Below is a quick feature comparison of all the grids features across all four row models.

Feature Client-side Infinite Server-side Viewport
All Data in Client
Fetch Data as User Scrolls
Row Sorting (client) (server) (server) (server)
Row Filtering (client) (server) (server) (server)
Quick Filter
Floating Filters
Dynamic Row Height
Row Grouping (client) (server)
Row Pivoting (client) (server)
Lazy Loading Row Groups
Value Aggregation (client) (server)
Row Selection
Header Checkbox Selection
Range Selection
Column Spanning
Row Spanning
Column Pinning
Row Pinning
Pagination
Custom Filters
Cell Editors
Cell Renderers
Value Getter
Value Setter
Value Formatter
Value Parser
Full Width Rows
Flower Nodes
CSV Export ✔ (Data on screen) ✔ (Data on screen) ✔ (Data on screen)
Excel Export ✔ (Data on screen) ✔ (Data on screen) ✔ (Data on screen)
Clipboard Copy & Paste
Update via Transaction ✔ (Add Only)
Update via Batch
Specify Selectable Rows

Deeper Understanding of Row Models

The grid follows an MVC pattern.
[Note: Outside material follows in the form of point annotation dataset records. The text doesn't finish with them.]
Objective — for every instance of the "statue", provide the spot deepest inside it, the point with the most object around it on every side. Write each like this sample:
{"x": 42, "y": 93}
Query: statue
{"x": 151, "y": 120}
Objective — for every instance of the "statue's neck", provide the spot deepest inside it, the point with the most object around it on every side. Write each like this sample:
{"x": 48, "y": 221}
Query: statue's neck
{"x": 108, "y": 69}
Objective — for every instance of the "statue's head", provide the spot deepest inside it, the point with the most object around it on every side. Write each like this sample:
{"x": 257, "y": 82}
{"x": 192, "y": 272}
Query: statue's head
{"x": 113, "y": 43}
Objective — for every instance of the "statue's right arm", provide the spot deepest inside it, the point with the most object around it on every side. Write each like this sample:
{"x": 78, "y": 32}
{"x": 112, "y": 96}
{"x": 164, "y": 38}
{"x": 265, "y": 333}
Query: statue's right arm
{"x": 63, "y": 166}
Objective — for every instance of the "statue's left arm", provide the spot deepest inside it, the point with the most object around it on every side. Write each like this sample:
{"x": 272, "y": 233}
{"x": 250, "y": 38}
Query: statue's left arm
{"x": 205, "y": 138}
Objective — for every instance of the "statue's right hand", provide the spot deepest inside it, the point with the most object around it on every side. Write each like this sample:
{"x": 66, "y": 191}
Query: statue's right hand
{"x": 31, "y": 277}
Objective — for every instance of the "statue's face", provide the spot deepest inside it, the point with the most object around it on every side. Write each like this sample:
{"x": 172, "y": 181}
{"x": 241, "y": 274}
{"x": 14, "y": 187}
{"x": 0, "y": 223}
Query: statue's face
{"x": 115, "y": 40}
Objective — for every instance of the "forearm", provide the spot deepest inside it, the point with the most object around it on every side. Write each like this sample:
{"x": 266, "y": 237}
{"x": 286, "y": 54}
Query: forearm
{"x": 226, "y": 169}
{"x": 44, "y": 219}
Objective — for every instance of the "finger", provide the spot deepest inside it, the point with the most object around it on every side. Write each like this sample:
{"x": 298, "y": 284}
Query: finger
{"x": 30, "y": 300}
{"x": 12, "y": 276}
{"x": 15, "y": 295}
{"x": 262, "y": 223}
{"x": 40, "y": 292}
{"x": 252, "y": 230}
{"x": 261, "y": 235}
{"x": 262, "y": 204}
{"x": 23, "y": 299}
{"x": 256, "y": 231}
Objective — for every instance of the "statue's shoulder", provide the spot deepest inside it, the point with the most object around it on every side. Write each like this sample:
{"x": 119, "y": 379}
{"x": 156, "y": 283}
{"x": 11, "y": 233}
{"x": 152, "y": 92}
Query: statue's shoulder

Each data item is wrapped in a Row Node and then stored in the Row Model. The grid rendering engine is called Row Renderer and listens for changes to the row model and updates the DOM accordingly.

Below shows a simplified version of a class diagram showing the relationships between the major classes involved with the row models.

Diagram of Major Classes involved with the Row Models

The following should be noted from the diagram:

  • The grid has exactly one RowRenderer instance. The RowRenderer contains a reference to the PaginationProxy where it asks for the rows one at a time for rendering.
  • The grid has exactly one PaginationProxy instance. The PaginationProxy will either a) do nothing if pagination is not active and just forward all requests to the Row Model or b) do pagination if pagination is active. The PaginationProxy has exactly one RowModel instance.
  • You can configure the grid to use any of the provided Row Models - that's why RowModel is in italics, it means it's an interface, the concrete implementation is what you decide when configuring the grid. The RowModel contains a list of RowNodes. The RowModel may have a list of all the RowNodes (Client-side Row Model) or have a DataSource where it can lazy load RowNodes
  • A RowNode has a reference to exactly one row data item (the client application provides the row data items). The RowNode has state information about the row item, such as whether it is selected and the height of it.
  • When there is a change in state in the RowNodes, the RowModel fires a modelUpdated event which gets the RowRenderer to refresh. This happens for many reasons, or example the data is sorted, filtered, a group is opened, or the underlying data has changed.

Pagination

Pagination can be applied to any of the row model types. The documentation on each row model type covers pagination for that row model type.

Grid Datasource

The Client-side row model does not need a datasource. Infinite, Viewport and Server-side all use a datasource. The documentation on each row model type explains how to configure the datasource for the particular row model.